Huntington disease (HD) is an autosomal dominant disease characterized by a progressive loss of neurons leading to involuntary movements and dementia. The genetic defect causing the disease is an expansion of a CAG triplet in the Huntingtin (Htt) gene, resulting in the formation of a mutant Htt protein. Several cellular changes are associated with the presence of mutant Htt, such as the formation of aggregates of mutant Htt, increased sensitivity to the neurotransmitter glutamate or impaired function of the mitochondria, the power plants of the cell. Yet, we do not know whether these changes are the cause of HD, or simply consequences of a general impairment in the cellular function.
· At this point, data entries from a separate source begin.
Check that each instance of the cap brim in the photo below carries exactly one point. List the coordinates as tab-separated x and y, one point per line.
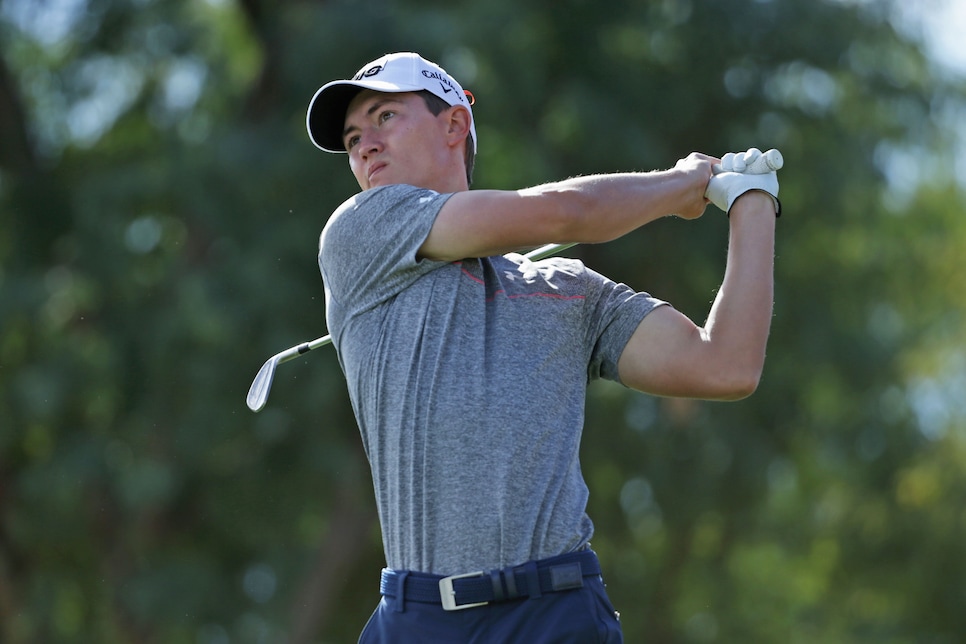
325	119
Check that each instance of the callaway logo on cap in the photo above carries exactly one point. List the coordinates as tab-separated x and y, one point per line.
393	73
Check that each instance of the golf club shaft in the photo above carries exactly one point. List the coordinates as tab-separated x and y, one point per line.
258	393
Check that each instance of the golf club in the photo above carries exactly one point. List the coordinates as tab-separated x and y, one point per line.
258	392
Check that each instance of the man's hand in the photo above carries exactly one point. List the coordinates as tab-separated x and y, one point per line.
743	172
697	170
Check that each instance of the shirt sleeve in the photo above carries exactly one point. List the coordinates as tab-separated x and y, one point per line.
619	311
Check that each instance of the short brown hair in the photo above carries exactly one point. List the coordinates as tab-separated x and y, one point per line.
436	105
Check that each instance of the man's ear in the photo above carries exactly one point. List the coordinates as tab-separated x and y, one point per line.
459	124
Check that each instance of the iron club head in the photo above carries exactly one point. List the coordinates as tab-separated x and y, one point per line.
262	384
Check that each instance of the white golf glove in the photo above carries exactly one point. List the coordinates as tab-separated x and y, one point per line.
743	172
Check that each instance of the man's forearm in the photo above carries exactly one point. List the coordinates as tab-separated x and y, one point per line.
740	317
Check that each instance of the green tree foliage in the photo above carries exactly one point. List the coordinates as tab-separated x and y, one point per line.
159	212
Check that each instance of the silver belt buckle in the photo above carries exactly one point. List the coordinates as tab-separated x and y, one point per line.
448	596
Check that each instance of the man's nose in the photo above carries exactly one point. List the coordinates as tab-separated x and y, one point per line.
369	143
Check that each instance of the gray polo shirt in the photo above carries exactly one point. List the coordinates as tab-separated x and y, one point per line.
468	381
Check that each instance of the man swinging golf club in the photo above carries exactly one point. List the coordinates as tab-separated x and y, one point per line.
467	364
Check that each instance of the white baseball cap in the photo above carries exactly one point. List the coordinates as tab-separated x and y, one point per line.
393	73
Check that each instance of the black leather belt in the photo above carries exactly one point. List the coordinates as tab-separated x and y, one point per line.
457	592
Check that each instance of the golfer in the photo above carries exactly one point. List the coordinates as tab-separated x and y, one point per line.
467	364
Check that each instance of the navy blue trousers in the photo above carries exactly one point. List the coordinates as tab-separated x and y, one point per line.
578	616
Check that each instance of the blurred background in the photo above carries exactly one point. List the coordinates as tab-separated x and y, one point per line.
160	206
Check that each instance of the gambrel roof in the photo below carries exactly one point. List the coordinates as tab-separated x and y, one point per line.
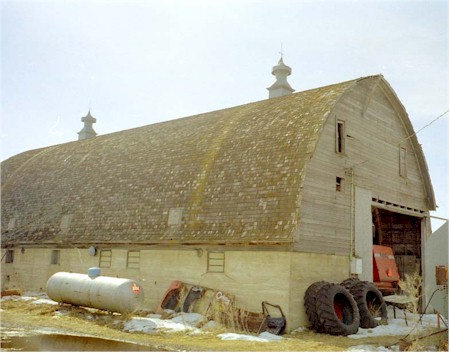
230	176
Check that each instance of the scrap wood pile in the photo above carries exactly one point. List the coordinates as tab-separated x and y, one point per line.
221	307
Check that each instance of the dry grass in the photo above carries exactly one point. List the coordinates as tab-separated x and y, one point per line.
101	324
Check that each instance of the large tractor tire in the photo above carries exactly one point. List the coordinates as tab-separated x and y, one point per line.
310	303
370	303
336	310
349	282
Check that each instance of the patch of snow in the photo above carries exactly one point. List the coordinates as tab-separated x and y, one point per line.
368	348
45	301
299	329
17	297
270	336
60	313
188	319
263	337
154	316
140	325
398	327
147	325
210	324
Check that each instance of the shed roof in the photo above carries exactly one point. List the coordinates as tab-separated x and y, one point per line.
229	176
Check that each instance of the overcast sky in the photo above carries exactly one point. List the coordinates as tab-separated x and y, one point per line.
135	63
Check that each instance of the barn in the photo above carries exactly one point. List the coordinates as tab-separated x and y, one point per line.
260	200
Moreover, a valid therapeutic target for HD has not been identified yet. The aim of this project is to find genes involved in the pathogenesis of HD using stem cells as a model. Pluripotent stem cells (PSCs) can be also easily manipulated in vitro and have the ability to differentiate into any cell type of the body and, in particular, neurons. Moreover, PSCs have been derived from HD patients and showed cellular dysfunctions similar to those found in patients, making them ideal tools to study the pathogenesis of HD. We will use cutting edge technologies to scan the genome in order to identify genes that, together with mutant Htt, promote cellular stress and death. Such genes will therefore represent novel potential therapeutic targets, as inhibition of them should reduce or abolish the toxicity caused by mutant Htt. Therefore, we will test the function of those genes in the pathogenesis of HD using neurons derived from PSCs and in mouse models of HD. Hopefully this project will provide the scientific community with novel potential targets for the treatment of HD.